Кэтрин была очень терпеливой женщиной. Первое, что она сделала, войдя, это вытащила сценарий из камина на тот случай, если у Джилли проявятся огнепоклоннические наклонности. Потом она отправилась на кухню и поставила на огонь кофейник. Круассаны она красиво разложила на синем лакированном подносе. Кэтрин порадовалась про себя, что по дороге купила еще и детское печенье с сыром, которое Джилли любила.

— Ну, хорошо, — сказала Кэтрин, устанавливая поднос на кофейном столике, — ты готова обсудить все?

Джилли всхлипнула и попыталась бросить одну из диванных подушек в холодный камин. Ей это не удалось — подушки были закреплены. Исчерпав свои силы, она рухнула в кресло, вытянув свои длинные ноги.

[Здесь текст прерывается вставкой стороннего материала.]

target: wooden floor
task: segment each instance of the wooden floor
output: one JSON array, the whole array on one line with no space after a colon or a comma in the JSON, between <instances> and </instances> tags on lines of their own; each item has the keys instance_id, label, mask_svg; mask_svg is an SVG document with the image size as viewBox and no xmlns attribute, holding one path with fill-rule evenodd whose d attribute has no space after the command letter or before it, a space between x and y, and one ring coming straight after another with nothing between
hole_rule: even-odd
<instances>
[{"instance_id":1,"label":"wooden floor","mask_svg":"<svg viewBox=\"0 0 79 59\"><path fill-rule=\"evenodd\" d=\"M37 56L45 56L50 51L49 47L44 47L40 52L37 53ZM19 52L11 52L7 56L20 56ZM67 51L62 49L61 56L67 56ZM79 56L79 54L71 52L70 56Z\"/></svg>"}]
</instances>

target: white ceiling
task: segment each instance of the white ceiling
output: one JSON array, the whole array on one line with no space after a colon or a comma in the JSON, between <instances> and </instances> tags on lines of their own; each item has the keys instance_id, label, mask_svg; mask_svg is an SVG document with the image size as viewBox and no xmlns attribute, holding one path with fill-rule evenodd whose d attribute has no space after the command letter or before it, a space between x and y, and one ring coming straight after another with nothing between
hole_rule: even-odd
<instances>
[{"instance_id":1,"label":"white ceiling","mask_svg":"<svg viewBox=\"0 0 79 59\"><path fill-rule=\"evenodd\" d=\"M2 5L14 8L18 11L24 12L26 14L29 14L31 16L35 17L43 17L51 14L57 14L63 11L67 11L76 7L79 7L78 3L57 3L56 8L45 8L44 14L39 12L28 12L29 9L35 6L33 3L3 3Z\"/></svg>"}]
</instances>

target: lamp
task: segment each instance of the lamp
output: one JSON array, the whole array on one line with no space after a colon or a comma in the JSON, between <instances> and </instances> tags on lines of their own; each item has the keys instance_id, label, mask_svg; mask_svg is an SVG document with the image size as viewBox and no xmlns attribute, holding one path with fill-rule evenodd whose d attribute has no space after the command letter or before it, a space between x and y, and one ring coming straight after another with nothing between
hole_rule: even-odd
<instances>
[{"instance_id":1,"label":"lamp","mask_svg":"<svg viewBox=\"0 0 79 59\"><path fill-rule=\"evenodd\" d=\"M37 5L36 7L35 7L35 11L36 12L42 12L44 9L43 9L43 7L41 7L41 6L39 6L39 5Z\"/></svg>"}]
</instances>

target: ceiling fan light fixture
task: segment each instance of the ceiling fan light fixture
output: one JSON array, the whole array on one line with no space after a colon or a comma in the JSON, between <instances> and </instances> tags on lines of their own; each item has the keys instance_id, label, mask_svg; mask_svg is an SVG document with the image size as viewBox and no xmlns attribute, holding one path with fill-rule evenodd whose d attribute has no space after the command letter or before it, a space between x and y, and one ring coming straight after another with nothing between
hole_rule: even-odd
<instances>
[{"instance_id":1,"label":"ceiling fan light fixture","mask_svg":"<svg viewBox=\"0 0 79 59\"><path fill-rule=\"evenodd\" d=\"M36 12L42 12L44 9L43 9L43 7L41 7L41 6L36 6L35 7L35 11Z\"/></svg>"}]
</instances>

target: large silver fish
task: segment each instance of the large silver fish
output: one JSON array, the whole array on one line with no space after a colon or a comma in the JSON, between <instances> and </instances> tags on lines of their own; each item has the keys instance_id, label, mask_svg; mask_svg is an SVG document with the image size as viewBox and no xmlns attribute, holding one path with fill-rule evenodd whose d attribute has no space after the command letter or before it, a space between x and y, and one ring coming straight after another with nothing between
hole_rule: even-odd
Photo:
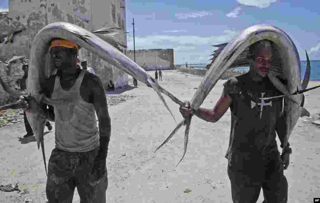
<instances>
[{"instance_id":1,"label":"large silver fish","mask_svg":"<svg viewBox=\"0 0 320 203\"><path fill-rule=\"evenodd\" d=\"M303 87L300 79L300 59L297 48L289 36L277 27L265 25L253 26L244 30L228 43L207 72L191 100L190 107L191 109L197 110L224 72L227 69L232 68L232 65L237 57L249 46L262 40L268 40L274 43L279 55L278 56L281 59L282 61L282 68L280 70L282 74L279 74L279 71L276 71L279 70L275 69L270 72L268 76L277 88L286 95L284 97L284 110L287 113L285 118L287 127L283 142L284 145L285 146L299 116L301 114L305 115L308 113L300 106L303 94L290 95L297 91L302 90L303 88L305 88L308 86L310 68L308 58L307 58L308 68L305 75ZM234 67L233 67L233 68ZM282 76L286 81L286 85L283 83L277 77ZM186 152L191 118L191 116L180 122L156 150L167 142L183 124L186 125L183 155L178 164L183 158ZM284 147L283 153L285 149Z\"/></svg>"},{"instance_id":2,"label":"large silver fish","mask_svg":"<svg viewBox=\"0 0 320 203\"><path fill-rule=\"evenodd\" d=\"M97 34L100 34L98 32ZM51 105L50 104L54 102L61 103L66 101L55 101L39 94L42 89L41 84L44 84L45 79L50 76L53 70L52 67L48 65L50 63L47 62L50 57L48 53L49 43L54 38L62 38L73 42L139 81L148 86L151 85L174 119L161 94L164 89L144 70L96 35L75 25L65 22L57 22L47 25L38 32L34 39L30 52L28 94L35 98L38 102L41 101ZM109 38L105 39L108 40ZM111 43L116 43L113 41ZM172 97L171 98L173 98ZM29 112L27 116L35 135L38 148L41 144L46 167L43 139L45 122L39 115L32 112Z\"/></svg>"}]
</instances>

— Ладно, — согласилась она. — Говори.

Кэтрин всегда восхищалась красотой и сексуальностью Джилли. Даже сейчас, после слез, одетая только в старый поношенный халатик, Джилли все равно выглядела совсем так, как и тринадцать лет назад, когда ее определили в актерских табелях о рангах, как "сексуальную актрису "мыльных опер". Ее взъерошенные рыжие кудри всегда выглядели так, словно она только что выскочила из постели, в которой проводила время с каким-то очень сильным мужчиной. Глаза ее всегда казались сонными и порочными. Когда она смотрела на мужчину, тот сразу понимал, что ему следует делать — он покупал ей драгоценности. Тело ее выглядело еще лучше, чем лицо. В сорок лет ее груди стояли навытяжку, как морские пехотинцы на параде. Эти груди поражали мужчин еще когда ей было тринадцать-четырнадцать лет. Она до сих пор дивилась всему тому, чем была обязана своей внешности.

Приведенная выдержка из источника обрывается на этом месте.